Hyder Jawad is a freelance writer, who also runs a football memorabilia business and a publishing business. As an author, he has written eight books, including the autobiography of John Aldridge (Hodder & Stoughton, 1999). His latest book, Rest In Pieces, came out in December 2012. His next project involves working on a book with Colin Grainger, the former England international winger and pop star. Jawad also writes features for BackPass magazine, for which he occupies a place on the editorial committee. He was born in 1968 and grew up in Liverpool, England. He went into journalism in 1986 when he set up his own football magazine. He played football extensively before injury intervened.
He acquired a first-class Bachelor’s degree in humanities and holds a Master of Arts in European history from Birkbeck College, London, and a Master of Research in cultural studies from the University of London. He turned down a place in law school and instead opted to do a PhD. He is one year into his doctorate.
Jawad has worked as a sports writer and sub-editor for various newspapers: the Liverpool Echo (1990-1999), The Times (1999-2001), the Birmingham Post (2001-2007 as chief sports writer) and The Independent (2007-2008). Among his awards, he won the prestigious “British Sports Journalist of the Year” in the regional newspaper category in 2005. Piers Morgan, the former editor of the Daily Mirror and now a CNN chat-show host in the United States, was particularly complimentary of Jawad's work.

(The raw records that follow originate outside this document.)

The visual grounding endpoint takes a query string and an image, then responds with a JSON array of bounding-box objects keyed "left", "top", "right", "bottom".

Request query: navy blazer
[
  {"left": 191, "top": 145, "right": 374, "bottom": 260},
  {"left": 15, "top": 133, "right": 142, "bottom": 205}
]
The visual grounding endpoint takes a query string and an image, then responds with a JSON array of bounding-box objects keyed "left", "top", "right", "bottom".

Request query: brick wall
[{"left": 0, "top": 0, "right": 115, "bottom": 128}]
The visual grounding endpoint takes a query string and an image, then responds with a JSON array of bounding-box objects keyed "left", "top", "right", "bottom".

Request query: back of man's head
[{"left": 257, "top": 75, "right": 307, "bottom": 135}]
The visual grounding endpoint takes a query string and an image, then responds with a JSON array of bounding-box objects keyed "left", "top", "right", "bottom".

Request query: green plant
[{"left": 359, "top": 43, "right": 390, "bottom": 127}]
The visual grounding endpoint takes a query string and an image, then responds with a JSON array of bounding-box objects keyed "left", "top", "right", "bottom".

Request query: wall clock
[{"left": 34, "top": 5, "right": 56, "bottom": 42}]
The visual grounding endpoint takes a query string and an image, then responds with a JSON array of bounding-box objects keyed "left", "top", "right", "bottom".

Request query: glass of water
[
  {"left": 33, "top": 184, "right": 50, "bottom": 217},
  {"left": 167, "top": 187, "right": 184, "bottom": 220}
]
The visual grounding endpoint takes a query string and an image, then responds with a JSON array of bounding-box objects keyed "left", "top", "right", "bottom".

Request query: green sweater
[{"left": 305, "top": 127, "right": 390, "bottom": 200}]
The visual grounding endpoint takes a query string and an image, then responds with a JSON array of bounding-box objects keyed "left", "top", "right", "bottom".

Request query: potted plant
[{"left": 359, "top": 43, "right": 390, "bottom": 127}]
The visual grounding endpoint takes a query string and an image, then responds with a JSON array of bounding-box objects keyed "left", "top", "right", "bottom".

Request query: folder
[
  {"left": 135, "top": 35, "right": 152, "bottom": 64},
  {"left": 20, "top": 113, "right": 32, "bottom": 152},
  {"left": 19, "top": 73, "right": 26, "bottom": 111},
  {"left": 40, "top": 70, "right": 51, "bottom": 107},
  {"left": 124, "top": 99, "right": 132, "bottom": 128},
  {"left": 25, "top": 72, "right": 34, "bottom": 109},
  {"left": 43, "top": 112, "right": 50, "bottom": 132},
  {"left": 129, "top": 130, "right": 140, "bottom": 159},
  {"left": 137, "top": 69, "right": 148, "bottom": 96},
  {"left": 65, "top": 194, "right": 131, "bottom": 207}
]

A self-confessed event snob and travel obsessive, Jawad has attended 75 matches in the past five World Cup tournaments (1994-2010). He has also attended four European Championships (1996-2012), four Olympic Games (1992-2012), countless UEFA Champions League finals and countless Wimbledon tennis tournaments. He has travelled to 72 countries.
Jawad has interviewed many of the world’s most famous sportsmen, including Bobby Charlton, George Best, Steven Gerrard, David Beckham, Andre Agassi, Roger Federer, Rafael Nadal, Cafu, Ronaldinho, Mario Zagallo and every England manager from Walter Winterbottom to Roy Hodgson (except for Alf Ramsey and Don Revie). He has also met such luminaries as Bobby Moore, Bill Shankly, Bob Paisley and Kevin Keegan. Much to his eternal delight, Jawad played against Kenny Dalglish in 1995, for the Liverpool Echo team against a Blackburn Rovers XI.
Jawad likes to tell people that he reached the quarter-final of the Australian Open tennis tournament, in Melbourne, in 2003, which is a statement of fact . . . but not the full story. Actually, he reached the quarter-final of the Media Tournament, which took place on Court 17, not on Rod Laver Arena.
Jawad is a Liverpool supporter who attended his first match at Anfield in 1969 (although, as he was only 18 months old at the time, he has no memory of the occasion). Of the thousands of matches he has attended, his two favourites are the 2005 Uefa Champions League final in Istanbul (for obvious reasons) and the 1994 World Cup final in Los Angeles (because the sights and sounds, if not the match itself, evoked images of Mexico 70). He believes there is too much money in the game and too much unhealthy tribalism.